At the start of the placement, the work was primarily client work. There were nine placement students, and we were split into groups of three. In our groups, we would prepare questions for clients, interview clients and prepare advice letters for our supervisor to review.
The Clinic advises SMEs on general business, intellectual property and employment law queries, and my group has handled issues relating to all three areas. Our tasks are mainly self-managed unless they have a specific deadline to be completed by such as the advice letters which typically reach clients within 10 working days.
As the placement progressed, we started focusing on tasks which aim to explain legal concepts to businesses. We were also asked to prepare a presentation on the importance of trademarks and individually create a short 90 second video on a specific legal topic such as patents, contracts and GDPR.
Could you give us an insight into the training you undertook to prepare for this role?

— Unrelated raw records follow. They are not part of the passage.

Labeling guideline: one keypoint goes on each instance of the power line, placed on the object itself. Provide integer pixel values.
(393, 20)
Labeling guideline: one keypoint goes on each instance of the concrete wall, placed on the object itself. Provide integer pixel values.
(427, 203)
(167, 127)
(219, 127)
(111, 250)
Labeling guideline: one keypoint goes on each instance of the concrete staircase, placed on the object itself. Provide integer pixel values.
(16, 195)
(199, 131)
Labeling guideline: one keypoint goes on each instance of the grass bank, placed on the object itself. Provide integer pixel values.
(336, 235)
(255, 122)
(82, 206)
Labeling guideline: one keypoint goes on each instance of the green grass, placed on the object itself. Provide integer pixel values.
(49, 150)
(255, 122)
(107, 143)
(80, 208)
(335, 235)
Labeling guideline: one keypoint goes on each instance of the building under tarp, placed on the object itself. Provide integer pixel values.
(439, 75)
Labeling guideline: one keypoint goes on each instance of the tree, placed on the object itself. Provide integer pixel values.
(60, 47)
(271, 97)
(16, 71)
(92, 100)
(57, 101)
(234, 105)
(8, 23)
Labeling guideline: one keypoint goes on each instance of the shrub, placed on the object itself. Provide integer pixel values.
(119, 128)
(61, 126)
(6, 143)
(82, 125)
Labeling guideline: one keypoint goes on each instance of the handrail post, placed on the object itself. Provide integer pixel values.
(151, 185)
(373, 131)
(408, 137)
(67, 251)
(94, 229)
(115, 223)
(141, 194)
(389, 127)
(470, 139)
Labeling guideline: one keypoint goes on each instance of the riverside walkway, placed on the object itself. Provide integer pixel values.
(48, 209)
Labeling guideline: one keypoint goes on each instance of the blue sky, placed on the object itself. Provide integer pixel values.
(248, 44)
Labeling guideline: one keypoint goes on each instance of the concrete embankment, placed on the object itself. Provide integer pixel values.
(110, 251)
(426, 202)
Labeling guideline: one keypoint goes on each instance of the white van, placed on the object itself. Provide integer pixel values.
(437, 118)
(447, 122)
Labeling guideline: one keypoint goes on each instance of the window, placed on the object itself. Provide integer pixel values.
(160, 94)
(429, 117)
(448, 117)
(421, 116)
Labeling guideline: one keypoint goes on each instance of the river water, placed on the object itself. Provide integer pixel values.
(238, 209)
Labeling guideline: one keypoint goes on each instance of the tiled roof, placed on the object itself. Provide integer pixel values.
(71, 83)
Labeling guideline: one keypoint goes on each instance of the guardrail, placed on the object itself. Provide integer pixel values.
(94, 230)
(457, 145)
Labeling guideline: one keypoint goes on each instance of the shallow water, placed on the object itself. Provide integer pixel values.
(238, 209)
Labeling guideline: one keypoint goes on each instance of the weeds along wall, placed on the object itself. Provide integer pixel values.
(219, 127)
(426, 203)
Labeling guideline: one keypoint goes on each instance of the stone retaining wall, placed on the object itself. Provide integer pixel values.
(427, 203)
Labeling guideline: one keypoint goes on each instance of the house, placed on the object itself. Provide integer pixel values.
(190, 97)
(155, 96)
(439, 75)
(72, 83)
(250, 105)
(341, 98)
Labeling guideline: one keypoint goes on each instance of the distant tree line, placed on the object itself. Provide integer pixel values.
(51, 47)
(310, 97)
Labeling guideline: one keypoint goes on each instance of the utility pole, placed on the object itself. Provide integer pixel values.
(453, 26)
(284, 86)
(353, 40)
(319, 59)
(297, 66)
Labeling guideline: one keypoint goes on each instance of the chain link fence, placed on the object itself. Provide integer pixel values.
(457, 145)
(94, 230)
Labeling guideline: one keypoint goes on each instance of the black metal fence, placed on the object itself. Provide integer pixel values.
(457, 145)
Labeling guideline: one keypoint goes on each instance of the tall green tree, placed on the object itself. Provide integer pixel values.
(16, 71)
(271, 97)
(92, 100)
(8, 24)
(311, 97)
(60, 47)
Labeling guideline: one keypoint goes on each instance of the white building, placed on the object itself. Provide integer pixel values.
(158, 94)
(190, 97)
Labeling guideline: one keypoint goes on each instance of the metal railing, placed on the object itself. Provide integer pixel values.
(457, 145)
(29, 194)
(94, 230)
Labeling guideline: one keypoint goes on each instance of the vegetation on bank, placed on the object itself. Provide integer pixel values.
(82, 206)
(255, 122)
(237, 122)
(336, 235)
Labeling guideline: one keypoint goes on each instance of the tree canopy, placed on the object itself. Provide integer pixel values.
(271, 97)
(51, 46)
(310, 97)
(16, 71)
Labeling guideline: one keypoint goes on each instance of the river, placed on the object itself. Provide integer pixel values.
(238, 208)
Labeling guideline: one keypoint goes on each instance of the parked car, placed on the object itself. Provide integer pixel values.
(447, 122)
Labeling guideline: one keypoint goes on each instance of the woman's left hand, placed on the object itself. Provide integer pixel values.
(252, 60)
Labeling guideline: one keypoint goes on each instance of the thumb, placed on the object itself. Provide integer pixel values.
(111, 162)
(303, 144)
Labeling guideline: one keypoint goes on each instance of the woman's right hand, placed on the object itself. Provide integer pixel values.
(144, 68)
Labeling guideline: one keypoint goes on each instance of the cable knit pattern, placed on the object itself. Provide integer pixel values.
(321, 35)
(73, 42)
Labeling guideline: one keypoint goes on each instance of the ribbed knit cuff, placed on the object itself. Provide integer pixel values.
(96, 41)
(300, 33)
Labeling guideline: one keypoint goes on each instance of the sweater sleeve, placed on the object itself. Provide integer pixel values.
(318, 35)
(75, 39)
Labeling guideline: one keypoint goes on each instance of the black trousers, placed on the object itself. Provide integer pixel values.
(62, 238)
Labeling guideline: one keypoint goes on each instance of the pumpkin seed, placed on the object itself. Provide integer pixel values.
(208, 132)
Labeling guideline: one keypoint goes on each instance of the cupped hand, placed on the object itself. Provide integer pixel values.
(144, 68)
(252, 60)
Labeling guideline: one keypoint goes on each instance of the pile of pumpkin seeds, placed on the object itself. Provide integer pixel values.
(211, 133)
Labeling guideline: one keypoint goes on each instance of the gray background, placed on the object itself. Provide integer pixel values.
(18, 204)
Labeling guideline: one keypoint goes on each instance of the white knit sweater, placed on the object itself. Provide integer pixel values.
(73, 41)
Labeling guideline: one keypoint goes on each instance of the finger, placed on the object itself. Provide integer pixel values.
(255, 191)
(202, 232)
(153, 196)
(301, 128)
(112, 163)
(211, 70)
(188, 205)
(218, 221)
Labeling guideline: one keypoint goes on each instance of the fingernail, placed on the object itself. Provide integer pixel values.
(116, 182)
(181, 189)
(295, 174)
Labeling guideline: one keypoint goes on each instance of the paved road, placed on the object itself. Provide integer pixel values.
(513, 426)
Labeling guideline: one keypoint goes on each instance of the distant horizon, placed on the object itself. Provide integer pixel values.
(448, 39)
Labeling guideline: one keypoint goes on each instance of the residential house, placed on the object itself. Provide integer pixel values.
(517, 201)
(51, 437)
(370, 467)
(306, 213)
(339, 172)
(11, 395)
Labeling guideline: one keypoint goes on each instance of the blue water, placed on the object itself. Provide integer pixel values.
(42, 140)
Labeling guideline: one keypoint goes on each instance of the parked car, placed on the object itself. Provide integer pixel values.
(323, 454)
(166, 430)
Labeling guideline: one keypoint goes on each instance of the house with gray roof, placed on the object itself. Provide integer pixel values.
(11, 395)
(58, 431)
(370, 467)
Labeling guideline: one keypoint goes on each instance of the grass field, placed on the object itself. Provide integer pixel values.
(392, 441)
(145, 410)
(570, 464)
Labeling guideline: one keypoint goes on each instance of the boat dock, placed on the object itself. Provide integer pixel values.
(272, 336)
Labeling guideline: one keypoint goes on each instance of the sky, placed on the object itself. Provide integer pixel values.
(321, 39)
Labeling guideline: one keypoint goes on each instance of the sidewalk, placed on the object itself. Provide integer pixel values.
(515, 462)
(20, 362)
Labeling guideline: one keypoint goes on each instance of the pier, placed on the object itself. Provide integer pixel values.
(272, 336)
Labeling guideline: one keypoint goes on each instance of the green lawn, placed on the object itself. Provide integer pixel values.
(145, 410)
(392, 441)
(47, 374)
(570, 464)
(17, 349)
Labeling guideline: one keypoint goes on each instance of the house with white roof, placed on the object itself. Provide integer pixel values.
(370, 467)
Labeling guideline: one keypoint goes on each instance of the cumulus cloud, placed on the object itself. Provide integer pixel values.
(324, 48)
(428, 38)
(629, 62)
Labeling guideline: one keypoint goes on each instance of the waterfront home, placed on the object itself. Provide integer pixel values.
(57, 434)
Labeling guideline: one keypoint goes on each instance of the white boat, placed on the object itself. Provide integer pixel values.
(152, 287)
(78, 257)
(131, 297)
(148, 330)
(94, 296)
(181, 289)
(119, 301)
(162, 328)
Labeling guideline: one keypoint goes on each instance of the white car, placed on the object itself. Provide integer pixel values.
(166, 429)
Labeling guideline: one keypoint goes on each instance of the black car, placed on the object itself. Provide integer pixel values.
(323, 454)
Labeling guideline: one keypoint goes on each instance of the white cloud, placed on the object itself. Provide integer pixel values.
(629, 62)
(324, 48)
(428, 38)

The training was delivered in three main forms. During the first week, we had discussion sessions with the Dean of the Law School, Jonathan Fortnam. The sessions focused on topics such as understanding what a client wants, how the legal sector has changed over time to advise a changing society and how to foster a curiosity in legal developments. This training focused on understanding the context around what makes a good lawyer, which is the foundation you use to improve skills such as client interviewing.
The second form of training focused more on the specific skills we would need in client interviews. We watched a series of Law Clinic training videos on client interviewing and notetaking, understanding unconscious bias in interviews, and using management software effectively.
The third form of training built on the first and second forms of training to help us understand how to utilise all these skills when completing legal work. We had guest speakers such as solicitor Hannah Frost, who delivered a session on commercial awareness and the importance it holds in her work as a solicitor and gave advice on how, we as students, could build on our commercial awareness.
In what way do you think that this experience will help your career?
The teamwork element of the placement has definitely been useful. Legal work requires you to dedicate time individually, but you will most likely need the assistance of other lawyers in the firm with different expertise. Drafting legal advice letters in a group helped me to develop my social skills and my critical thinking skills by having other students critique my ideas.
This placement has also helped me to learn about areas of law that I have not covered before such as Intellectual Property Law and Employment Law. I feel that I am in a much better prepared for my final year and for future applications because I have a deeper understanding of which particular legal area piques my interest. Legal work is also very broad, so it’s highly likely that I would work on areas of law that I have not learnt about before. It has, therefore, been useful in gaining insight into different practice areas using databases like Practical Law.
Law firms also value candidates who know the importance of understanding their clients’ needs and decision drivers, which is what the Clinic’s work revolves around.
What advice could you give to students who are seeking to apply for placements and tips for the application process?
My advice would be to keep going until the very end. I know students who secured their placements in December, but I didn’t secure mine until August. In addition, placement opportunities kept coming up even after I accepted my placement including a legal placement with Deliveroo. If you want a placement, keep applying because it’s never too late.
An important point that I feel is often overlooked is the importance of being open about rejection and the difficulties regarding a job search. If you’re feeling down, complain to whoever will listen, because that’s the only way you’ll plan a way forward. Covid-19 has drastically changed the job market and even people who have worked in the same industry for decades are facing rejections and job insecurity. It’s okay to admit things are horrible, but from horrible situations, often come amazing opportunities.